Fighting Back

By Bob

I read this article with great pleasure. One should not be mistaken into believing that environmental groups simply want better stewardship of the land. They want to drive people off of it. The funny thing is that cattle grazing actually benefits the environment as it's needed to replace the gone wild animals which used to feed on the same land. A snapshot:

Jim Chilton doesn't just admire cowboy values. He believes in them. And, like any true believer, he's eager to share the gospel in well-rehearsed sound bites, whenever the situation allows.

Ask him, for example, why he decided to sue one of the West's most prominent environmental groups. "I laid in bed at night, wondering if I was a cowboy or a wimp," he'll reply. "If you're a cowboy, you stand up and fight for truth, justice, integrity and honor. If you're a wimp, you lay there and go to sleep."

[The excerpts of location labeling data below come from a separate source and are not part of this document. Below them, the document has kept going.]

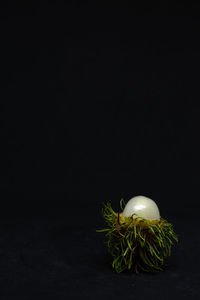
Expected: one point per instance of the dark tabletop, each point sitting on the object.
(106, 106)
(42, 258)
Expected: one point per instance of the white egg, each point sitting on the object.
(143, 207)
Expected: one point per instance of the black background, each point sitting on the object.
(96, 105)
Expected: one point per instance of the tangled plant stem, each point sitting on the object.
(136, 243)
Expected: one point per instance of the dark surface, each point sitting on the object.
(96, 108)
(43, 258)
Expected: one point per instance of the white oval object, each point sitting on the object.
(143, 207)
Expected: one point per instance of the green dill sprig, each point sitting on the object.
(137, 243)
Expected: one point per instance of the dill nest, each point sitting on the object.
(135, 243)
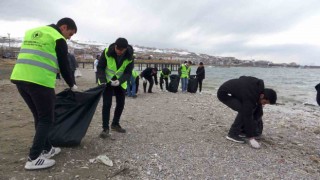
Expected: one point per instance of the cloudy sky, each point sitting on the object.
(274, 30)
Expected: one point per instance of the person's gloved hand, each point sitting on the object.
(74, 87)
(115, 83)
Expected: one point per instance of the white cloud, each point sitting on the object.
(280, 31)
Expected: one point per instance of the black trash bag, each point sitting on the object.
(318, 93)
(192, 84)
(73, 115)
(174, 83)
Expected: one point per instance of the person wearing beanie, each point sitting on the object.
(95, 65)
(114, 70)
(200, 75)
(43, 54)
(246, 95)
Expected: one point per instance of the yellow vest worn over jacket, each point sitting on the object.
(184, 71)
(135, 73)
(111, 69)
(37, 60)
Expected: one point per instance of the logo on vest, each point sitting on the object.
(36, 35)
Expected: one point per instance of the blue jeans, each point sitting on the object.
(184, 84)
(131, 86)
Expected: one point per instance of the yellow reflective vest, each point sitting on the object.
(37, 60)
(111, 69)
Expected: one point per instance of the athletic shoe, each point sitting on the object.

Or, ask about nature. "For a cowboy," he'll tell you, "every day is Earth Day."

That's why Chilton got so mad at the Center for Biological Diversity. The Center tried to make him the bad guy when he, the cowboy, was supposed to be the hero. And that was an attack no cowboy could forgive. (Forgiveness, after all, is for wimps.)

And so he sued -- a switch, given that the Center is normally the one filing the lawsuits. Chilton took the case to trial, and won one of the biggest punitive damage awards Arizona is likely to see this year.

If Nike can be held accountable for what they say, interest groups who cause real damage through their advocacy should be as well.